News & Updates Till Death Do Us Party

I Went Fourth… and I Conquered

After eight months of avoiding it, and eight months working away on edits, the fourth draft of Till Death Do Us Party is now complete.

As I sit in front of my screen, the glow of blue light assaulting my eyeballs, it’s been about twenty-four hours since I completed Till Death Do Us Party’s fourth draft (it’ll be closer to sixty hours once this post is published). It’s been a while since I’ve been able to post one of these updates—the plan was always to let the manuscript sit for a while, percolating before I could summon the will to get back into it.

And it spent eight months percolating, while I spent my time making a point of writing anything else.

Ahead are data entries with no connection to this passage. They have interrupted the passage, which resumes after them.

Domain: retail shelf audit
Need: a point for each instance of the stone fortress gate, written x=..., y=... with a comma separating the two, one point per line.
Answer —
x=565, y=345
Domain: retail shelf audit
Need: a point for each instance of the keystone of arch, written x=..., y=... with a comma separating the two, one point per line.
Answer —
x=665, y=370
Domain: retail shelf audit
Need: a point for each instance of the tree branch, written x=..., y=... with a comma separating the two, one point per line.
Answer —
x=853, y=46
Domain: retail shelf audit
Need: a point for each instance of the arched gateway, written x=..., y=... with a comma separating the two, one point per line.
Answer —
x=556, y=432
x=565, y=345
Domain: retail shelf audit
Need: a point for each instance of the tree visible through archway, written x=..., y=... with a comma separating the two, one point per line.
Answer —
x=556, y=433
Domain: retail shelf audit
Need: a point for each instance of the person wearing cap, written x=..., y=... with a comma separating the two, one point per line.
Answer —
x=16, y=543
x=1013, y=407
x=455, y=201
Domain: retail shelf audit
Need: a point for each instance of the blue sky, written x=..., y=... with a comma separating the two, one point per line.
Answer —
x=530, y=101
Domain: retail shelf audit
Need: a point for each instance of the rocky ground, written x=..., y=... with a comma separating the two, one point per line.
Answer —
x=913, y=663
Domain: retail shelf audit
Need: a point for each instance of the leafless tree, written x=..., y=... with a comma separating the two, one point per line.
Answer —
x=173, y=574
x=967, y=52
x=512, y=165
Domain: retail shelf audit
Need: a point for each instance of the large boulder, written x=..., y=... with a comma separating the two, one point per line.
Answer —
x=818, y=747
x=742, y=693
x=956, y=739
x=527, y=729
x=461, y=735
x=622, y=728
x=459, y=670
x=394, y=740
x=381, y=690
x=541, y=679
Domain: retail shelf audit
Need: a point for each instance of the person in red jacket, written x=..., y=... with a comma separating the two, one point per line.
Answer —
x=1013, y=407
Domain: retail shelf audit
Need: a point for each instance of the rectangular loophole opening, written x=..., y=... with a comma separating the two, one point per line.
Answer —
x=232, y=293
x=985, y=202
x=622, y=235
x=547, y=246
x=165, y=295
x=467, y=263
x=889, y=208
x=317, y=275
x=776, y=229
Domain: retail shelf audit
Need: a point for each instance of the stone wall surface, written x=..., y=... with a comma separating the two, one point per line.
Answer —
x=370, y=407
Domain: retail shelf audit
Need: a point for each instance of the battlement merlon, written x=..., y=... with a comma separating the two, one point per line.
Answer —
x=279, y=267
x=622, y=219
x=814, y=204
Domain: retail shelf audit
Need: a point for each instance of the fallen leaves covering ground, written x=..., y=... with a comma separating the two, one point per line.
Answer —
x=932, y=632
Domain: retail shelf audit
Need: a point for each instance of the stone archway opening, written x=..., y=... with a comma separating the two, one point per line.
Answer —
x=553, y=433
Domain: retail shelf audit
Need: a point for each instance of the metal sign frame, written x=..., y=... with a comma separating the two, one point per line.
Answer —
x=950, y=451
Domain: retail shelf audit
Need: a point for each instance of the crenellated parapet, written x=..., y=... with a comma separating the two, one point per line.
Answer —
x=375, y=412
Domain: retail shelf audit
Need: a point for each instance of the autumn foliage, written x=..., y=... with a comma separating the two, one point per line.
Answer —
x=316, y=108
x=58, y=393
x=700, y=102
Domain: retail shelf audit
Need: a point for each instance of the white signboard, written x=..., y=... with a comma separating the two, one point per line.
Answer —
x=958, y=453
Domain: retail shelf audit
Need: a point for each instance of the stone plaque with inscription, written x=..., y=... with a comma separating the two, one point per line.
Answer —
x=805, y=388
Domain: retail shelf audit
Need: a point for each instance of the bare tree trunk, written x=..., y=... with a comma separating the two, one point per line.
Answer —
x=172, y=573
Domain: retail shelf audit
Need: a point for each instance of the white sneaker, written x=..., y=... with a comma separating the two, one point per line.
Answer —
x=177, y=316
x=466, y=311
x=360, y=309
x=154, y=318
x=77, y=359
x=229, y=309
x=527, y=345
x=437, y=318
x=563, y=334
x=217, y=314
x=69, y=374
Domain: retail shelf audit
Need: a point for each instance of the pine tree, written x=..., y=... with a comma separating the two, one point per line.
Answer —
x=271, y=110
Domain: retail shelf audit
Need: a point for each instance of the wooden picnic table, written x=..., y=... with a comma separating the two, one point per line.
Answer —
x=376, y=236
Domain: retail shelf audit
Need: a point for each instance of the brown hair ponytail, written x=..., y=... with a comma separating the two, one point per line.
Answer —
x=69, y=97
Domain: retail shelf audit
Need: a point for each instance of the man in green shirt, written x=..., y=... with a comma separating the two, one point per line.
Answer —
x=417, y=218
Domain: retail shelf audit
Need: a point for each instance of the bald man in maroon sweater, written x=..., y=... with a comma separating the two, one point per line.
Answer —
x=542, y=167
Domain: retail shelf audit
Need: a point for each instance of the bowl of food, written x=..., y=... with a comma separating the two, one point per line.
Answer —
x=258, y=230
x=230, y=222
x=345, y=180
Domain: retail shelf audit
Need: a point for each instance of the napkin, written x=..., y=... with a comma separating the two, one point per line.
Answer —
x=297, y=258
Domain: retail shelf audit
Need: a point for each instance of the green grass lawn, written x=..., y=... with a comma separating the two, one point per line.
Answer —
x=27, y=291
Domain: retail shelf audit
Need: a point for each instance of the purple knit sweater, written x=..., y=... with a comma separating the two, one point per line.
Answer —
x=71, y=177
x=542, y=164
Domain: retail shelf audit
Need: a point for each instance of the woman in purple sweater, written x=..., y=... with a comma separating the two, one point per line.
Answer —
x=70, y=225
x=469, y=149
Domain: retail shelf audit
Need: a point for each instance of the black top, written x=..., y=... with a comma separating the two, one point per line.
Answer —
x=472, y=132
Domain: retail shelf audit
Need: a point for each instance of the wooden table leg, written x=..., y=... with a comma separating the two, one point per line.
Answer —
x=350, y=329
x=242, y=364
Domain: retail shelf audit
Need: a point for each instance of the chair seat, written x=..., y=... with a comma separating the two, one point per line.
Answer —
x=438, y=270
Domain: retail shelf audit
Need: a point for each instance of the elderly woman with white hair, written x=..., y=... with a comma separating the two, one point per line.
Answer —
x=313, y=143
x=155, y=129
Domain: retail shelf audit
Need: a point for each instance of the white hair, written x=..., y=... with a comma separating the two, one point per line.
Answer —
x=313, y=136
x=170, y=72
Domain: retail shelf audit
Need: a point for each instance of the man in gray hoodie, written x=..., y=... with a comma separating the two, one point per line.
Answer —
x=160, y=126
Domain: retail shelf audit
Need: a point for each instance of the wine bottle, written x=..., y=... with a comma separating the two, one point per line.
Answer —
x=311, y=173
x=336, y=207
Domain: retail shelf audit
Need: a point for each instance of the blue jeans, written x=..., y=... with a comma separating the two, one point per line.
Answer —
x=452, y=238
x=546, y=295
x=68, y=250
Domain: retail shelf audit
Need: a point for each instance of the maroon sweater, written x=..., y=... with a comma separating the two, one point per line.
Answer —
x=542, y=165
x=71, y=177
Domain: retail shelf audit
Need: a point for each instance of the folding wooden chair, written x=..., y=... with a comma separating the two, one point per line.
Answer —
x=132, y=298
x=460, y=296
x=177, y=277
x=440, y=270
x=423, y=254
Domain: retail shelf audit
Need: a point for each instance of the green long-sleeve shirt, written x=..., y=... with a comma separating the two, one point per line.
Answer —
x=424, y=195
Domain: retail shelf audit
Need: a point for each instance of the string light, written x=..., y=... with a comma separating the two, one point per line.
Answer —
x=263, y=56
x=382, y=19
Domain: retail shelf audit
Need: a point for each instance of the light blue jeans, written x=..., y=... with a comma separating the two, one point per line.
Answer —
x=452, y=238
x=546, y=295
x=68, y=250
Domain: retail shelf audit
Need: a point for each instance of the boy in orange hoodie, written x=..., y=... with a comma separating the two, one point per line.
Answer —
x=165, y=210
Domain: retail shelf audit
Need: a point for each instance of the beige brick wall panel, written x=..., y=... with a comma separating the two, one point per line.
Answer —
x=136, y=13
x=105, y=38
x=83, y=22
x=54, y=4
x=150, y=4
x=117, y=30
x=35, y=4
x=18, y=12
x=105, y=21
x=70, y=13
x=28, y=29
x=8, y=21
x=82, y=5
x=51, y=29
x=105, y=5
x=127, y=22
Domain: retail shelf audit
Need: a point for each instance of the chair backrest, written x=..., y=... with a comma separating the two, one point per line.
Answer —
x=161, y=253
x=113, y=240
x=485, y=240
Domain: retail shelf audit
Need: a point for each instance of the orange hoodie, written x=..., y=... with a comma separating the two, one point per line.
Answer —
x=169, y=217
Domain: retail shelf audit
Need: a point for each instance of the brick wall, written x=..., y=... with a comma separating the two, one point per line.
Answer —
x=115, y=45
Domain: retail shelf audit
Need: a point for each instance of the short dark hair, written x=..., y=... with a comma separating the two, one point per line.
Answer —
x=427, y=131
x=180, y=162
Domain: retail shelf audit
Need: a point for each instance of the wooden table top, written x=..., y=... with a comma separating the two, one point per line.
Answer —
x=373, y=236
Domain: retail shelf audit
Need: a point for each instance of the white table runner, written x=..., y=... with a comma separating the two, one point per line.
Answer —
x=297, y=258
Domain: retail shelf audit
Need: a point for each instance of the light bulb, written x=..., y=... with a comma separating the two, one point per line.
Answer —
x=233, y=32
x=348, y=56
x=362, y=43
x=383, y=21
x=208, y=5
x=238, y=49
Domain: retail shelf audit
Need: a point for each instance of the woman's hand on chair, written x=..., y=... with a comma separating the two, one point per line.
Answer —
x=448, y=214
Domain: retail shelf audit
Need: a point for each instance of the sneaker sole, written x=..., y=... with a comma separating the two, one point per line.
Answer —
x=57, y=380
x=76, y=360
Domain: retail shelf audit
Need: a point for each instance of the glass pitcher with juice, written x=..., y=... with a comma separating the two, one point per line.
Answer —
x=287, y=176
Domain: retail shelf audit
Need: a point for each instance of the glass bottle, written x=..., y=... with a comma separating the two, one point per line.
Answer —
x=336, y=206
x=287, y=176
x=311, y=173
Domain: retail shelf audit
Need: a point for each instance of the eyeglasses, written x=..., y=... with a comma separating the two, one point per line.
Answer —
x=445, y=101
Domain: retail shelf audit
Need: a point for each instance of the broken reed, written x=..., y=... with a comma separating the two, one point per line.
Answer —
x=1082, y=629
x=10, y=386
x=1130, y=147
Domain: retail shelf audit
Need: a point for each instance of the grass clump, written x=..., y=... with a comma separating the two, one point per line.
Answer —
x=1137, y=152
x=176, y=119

But in eight weeks (or a little under, if I was the bragging type), I made my way through its pages, massaging the words and (hopefully) improving on what I had.

As is the writer’s way, I spent the last eight weeks oscillating between Till Death Do Us Party being the greatest piece of fiction ever written, to it being the most horrendous piece of shit anybody has typed out in the history of storytelling. But as I take a step back and look at what I’ve committed to paper (if only electronically; I haven’t yet printed it out), I believe I can say it sits somewhere in between. I know I’m pretty partial to my little story, and that’s half the battle, right?

When I finished the previous draft oh so long ago, I was half-expecting my fresh eyes to demand wholesale changes. My eyes didn’t make such demands; it turns out I was fairly partial to that draft, too. The changes to this draft are relatively minor, I excised some parts that didn’t quite click, and others that added complexity that confused the story rather than added anything of value.

But at its core, Till Death Do Us Party, draft four is essentially the same story as it was in draft three. And more importantly, it’s shaping up to be the story I set out to write: a humorous fantasy horror about an unwitting couple who ends up in Hell. It’s violent, it’s profane, and it’s possibly a little sacrilegious. Its protagonists see themselves as leaders, but you likely wouldn’t want to follow them anywhere. They may not be your archetypal heroes; they likely won’t set the example you wish to follow. But hopefully, you, the reader, will want to follow along and bear witness to their misadventures. And as you do, I hope it makes you laugh.

And as you laugh, I hope you wince. I hope you cringe. I hope you cry. And most of all, I hope you feel sick to your very stomach. This is a story that plays into the absurd, also one that plunges into the depths of humanity’s worst instincts.

Coming in at thirty-six chapters comprising a grand total of 132,229 words, it’s not a short piece of work. I went in with the aim of cutting down its words. Not only did I remove unnecessary words from it, I removed parts of scenes to streamline it. And yet, it grew. Only by 1,219 words, but at this point, it is now the longest it has ever been. I’ll work on streamlining it down in the next draft (draft 4.1, because I have a strange obsession with iterative versions), refining the wording, rather than the story itself. It’s a plan that will likely only last as long as I don’t think of more things to throw into the mix.

It won’t be another eight months before I move on to draft 4.1. I’m going to let it sit for a little while, where I’ll use the break to get ahead with the book reviews I have planned for the rest of the year. And by the time we tick over to 2023, in about six weeks’ time, I’m hoping to have made some real progress with it.

There’ll still be work to do, there’ll be a draft five, and likely a draft six. But I’m hoping you’ll see Till Death Do Us Party at some point during 2023. And after that? Other than bringing Luminary to a publishable state, I’d better get to work on the sequel.